The bulk of my effort was devoted to making this slightly more extensible. I constructed a Source class that combines an HTTP processor (serial or concurrent) and an HTTP wrapper that tells the source how to fetch an individual movie and then scrub the responses down to pertinent scores. The thread manager can take N number of sources so in order to add a new source you'd do the following:

Write HTTP wrapper class, defining the interface of #get, #scrub, #adapter.
Add the source (indicating whether it is serial or concurrent) to the Application class
Add the source into the sources array passed into the thread manager.

I got a little hand-wavy on my testing of these things. With time allotment light, I aimed for a 'refactor away a spike' technique where I wrote acceptance tests, then once that was complete started moving code around.
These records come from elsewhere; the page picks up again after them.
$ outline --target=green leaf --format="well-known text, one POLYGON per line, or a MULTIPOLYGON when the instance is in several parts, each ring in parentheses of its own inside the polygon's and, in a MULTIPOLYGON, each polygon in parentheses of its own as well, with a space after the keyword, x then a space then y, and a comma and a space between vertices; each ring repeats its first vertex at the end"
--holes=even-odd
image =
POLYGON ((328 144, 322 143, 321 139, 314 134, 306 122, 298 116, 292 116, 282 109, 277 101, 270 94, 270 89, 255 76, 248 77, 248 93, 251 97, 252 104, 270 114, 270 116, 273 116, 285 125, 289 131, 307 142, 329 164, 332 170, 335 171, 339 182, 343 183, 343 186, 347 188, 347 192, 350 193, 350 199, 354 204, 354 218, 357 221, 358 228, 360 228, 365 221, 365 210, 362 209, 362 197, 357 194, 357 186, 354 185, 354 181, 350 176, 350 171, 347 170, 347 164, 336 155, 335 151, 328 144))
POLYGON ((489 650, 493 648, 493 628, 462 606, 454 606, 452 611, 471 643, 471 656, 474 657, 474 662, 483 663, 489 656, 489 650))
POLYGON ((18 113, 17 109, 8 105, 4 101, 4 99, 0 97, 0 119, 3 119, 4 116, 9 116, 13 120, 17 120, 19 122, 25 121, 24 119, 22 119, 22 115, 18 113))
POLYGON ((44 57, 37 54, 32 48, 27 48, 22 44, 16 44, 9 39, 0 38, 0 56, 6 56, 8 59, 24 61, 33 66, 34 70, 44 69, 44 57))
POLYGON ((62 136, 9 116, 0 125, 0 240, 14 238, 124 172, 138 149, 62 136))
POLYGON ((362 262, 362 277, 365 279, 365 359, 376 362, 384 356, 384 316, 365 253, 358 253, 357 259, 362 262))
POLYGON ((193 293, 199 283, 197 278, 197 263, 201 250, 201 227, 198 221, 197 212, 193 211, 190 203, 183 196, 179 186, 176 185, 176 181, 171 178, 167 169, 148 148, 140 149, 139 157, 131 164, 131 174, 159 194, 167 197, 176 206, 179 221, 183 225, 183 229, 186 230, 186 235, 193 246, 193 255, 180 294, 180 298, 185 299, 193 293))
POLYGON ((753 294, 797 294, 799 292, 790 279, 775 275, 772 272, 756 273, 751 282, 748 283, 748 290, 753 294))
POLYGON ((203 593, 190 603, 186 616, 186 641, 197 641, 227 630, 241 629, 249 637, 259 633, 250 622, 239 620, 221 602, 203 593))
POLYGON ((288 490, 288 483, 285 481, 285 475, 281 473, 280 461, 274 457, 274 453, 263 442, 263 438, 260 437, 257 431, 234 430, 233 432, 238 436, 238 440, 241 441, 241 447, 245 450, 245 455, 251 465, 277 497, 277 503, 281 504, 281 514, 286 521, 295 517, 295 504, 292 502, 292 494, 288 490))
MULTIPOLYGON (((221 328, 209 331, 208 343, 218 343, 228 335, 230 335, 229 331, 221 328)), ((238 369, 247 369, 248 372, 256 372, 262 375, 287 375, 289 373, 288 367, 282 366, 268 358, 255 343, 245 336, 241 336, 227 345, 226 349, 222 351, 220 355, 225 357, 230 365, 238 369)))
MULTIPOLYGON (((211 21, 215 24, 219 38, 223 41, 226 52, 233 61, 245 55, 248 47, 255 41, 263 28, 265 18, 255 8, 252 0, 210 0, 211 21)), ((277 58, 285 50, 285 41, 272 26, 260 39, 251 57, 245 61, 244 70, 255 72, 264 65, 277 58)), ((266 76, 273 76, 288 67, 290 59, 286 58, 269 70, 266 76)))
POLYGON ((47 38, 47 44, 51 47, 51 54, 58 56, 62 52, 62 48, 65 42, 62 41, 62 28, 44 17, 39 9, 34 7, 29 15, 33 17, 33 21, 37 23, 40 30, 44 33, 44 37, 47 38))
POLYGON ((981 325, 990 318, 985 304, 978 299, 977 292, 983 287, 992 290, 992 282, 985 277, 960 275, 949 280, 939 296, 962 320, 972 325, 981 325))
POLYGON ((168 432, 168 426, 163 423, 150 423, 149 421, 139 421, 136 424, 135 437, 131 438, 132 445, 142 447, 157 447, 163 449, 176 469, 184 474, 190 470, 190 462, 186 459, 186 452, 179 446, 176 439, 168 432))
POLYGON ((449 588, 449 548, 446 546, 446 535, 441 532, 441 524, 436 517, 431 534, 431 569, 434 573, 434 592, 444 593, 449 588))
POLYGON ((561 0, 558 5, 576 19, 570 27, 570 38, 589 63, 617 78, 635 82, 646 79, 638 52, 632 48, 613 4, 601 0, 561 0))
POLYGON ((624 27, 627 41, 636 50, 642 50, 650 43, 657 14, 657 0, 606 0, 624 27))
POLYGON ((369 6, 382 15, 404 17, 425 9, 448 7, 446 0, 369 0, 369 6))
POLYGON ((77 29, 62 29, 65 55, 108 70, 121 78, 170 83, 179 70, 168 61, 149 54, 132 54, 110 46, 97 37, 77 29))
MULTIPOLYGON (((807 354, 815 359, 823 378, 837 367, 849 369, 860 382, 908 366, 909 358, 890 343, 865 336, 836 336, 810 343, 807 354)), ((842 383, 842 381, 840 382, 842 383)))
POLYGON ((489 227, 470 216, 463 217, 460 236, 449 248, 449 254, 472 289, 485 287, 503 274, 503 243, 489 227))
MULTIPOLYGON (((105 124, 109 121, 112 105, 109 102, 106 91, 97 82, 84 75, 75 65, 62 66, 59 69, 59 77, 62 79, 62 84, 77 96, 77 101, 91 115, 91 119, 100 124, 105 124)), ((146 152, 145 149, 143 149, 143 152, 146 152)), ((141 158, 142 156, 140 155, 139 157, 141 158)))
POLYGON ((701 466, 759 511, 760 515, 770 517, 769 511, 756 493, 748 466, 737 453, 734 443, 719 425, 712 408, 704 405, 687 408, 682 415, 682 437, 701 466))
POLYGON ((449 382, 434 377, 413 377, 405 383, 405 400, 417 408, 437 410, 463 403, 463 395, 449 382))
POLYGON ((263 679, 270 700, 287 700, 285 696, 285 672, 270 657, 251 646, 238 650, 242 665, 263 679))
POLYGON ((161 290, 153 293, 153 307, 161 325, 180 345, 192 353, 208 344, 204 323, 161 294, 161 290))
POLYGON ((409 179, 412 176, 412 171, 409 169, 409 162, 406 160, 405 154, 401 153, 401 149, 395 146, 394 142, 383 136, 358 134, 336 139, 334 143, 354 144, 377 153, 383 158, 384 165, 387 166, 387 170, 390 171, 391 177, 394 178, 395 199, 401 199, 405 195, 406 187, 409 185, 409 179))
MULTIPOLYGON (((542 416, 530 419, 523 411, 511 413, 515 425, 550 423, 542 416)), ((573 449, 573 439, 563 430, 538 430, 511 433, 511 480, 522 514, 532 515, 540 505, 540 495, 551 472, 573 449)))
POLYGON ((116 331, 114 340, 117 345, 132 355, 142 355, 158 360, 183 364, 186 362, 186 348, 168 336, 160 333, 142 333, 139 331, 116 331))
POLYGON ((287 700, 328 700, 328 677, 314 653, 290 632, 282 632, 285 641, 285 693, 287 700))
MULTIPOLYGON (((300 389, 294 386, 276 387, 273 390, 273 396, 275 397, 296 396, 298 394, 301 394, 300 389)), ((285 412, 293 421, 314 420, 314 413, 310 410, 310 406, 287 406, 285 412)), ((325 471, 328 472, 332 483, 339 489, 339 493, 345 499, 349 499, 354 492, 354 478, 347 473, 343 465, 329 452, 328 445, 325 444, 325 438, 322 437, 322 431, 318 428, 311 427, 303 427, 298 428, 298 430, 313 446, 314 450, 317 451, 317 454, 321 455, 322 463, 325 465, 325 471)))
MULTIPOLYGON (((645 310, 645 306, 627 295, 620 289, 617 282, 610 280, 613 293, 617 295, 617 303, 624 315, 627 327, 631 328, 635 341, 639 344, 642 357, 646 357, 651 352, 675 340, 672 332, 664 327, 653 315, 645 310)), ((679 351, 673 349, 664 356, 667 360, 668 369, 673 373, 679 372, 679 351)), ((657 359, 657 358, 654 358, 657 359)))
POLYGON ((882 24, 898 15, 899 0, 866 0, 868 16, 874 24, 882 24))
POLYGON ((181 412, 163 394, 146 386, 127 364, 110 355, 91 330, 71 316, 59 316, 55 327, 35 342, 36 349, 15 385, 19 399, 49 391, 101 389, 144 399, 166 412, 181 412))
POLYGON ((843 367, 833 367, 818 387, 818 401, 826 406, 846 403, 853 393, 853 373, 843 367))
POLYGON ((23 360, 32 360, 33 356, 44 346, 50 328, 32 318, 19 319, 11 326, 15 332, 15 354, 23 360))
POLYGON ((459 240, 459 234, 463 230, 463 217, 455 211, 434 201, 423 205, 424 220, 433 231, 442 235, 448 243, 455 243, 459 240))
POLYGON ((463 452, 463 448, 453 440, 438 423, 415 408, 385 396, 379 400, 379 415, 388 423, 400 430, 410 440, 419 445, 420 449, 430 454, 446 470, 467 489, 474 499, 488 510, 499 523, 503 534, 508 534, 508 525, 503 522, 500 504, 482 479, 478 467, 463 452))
So on the individual basis the tests are a little light, and I totally avoided doubling concrete objects. In order to be able to test with doubles, I'd probably do this:

Add tests for the specific interfaces/roles (HttpProcessor, HttpWrapper)
Share said tests on the concrete examples
Feel much more confident about doubling -- now if the interface or a concrete example fails the test suite can catch that at the same rate of the implementation.

To also be fair, I'm not happy about the HTTP wrappers. The scrub method smells of doing too much. I'd look at that with caution and potentially break it out if another source makes this look bad.

I didn't make the movies collection a real object -- there are some smells of accessing the movies collection like a data structure instead of sending messages to it. Making something that implements Enumerable would've been preferrable (in addition to doing find methods). The same can be said for the collection of results that the Manager returns.

TIME SPENT

Spike 1 (serial access) [branch pr-spike] - 45 minutes. Goal was to gain understanding of APIs, worst case runtime.

Spike 2 (parallel access) [branch pr-multi_spike] - 1 hour. Goal was to bring runtime down to the time it takes to pull results from the RT API.

Production implementation [master / pr-refactor_from_spike] - 3-4 hours. I dabbled in this throughout an evening and did a little work the following morning. Goal was to write tests that could re-run without hitting the APIs (rate limit rules everything around me) and bring the required application into an MVP.